Tangible Objects.
When moving out of the family home you may decide which worldly goods you are going to take with you. Some people take only a suitcase full of clothing, others may want a sofa, or their collection of vinyl records. Tangible goods are obvious, real and can be seen. The whole process can be immensely painful and full of regret and nostalgia. Are you going to take your family heirlooms? Do you leave everything behind and start again?
The less tangible.
Let’s think about the less tangible. What about routines and traditions? Will you still get the Chinese takeaway on a Friday, go for pizza midweek? What happens when your child / children come to stay, will you keep the old family routines? Children are adaptable and resilient and can accept new circumstances, however, they also find comfort in routine and the familiar.
What routines would you like to keep? You may need to think about bedtime and morning rituals, time for homework etc. Think of the little things, the minute details. At their other home, do they fold their pyjamas under the pillow, do they have special toothpaste etc?
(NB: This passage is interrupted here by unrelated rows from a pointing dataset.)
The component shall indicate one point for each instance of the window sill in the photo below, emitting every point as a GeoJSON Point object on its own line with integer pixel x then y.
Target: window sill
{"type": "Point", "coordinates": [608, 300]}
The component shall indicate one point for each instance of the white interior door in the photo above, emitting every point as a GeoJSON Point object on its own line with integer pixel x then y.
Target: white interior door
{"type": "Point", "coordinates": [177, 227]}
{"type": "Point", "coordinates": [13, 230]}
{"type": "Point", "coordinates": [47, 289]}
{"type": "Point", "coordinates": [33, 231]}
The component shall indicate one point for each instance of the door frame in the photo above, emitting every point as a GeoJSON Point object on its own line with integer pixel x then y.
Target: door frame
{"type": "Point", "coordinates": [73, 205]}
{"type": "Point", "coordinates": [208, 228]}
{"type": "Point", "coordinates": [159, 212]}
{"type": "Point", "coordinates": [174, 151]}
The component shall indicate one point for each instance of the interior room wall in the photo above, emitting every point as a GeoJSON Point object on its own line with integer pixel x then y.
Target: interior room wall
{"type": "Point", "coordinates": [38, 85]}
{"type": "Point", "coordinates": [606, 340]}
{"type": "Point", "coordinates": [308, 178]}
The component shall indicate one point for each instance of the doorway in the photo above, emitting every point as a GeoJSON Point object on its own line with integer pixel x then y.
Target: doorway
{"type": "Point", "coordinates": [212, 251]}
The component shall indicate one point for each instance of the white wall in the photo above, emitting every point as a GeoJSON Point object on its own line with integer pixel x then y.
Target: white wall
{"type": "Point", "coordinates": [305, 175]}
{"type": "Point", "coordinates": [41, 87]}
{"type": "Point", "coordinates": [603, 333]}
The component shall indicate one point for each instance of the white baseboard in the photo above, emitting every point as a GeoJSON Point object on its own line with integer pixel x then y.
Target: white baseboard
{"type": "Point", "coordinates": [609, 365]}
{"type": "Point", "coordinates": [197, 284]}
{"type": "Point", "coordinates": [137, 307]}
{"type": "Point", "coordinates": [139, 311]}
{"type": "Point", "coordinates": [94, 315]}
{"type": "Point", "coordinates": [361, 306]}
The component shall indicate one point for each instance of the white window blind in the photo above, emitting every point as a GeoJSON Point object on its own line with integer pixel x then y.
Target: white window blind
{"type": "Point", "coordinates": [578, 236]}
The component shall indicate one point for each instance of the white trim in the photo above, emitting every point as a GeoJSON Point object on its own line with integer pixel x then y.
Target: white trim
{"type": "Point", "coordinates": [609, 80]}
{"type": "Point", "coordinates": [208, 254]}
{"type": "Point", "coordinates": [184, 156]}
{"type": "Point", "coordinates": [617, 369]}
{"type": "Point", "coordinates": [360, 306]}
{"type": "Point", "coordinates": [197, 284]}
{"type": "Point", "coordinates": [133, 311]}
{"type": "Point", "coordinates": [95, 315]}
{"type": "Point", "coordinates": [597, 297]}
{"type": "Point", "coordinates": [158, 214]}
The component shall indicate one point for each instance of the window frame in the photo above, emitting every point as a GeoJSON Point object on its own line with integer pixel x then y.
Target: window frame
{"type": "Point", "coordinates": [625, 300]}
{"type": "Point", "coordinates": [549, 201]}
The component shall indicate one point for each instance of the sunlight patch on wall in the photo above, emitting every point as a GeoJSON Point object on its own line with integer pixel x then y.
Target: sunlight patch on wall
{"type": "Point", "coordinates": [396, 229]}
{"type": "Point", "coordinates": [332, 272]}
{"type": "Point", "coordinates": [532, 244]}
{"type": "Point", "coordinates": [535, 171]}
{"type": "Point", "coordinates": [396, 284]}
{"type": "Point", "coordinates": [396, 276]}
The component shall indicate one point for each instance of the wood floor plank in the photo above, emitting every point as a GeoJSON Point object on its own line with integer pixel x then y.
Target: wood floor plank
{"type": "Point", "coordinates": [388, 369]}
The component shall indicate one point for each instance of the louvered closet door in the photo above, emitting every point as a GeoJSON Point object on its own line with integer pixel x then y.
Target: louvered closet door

Do they like cereal for breakfast and a certain type of orange juice?
Following religious observance.
Your old life may have included your children going to church (temple, mosque etc) at the weekend. You may benefit from a discussion with your ex regarding religious observance. Will you still take your children to services when they are staying with you? Do you feel you should have to spend your time following something you don’t necessarily believe in? Will you still follow your children’s strict religious dietary requirements?
Planned and regular sports and social engagements.
What about sports commitments, will you still take your child to their Sunday morning rugby lesson or the birthday party they have been invited to? Will you slot into their weekend plans or demand that they slot into yours?
It isn’t always convenient or affordable to live around the corner from your old life. What if you live more than an hour away? Can you see your children at weekends and keep up with their normal routines?
A good balance may be to stick to some of the old routines but start your own new traditions.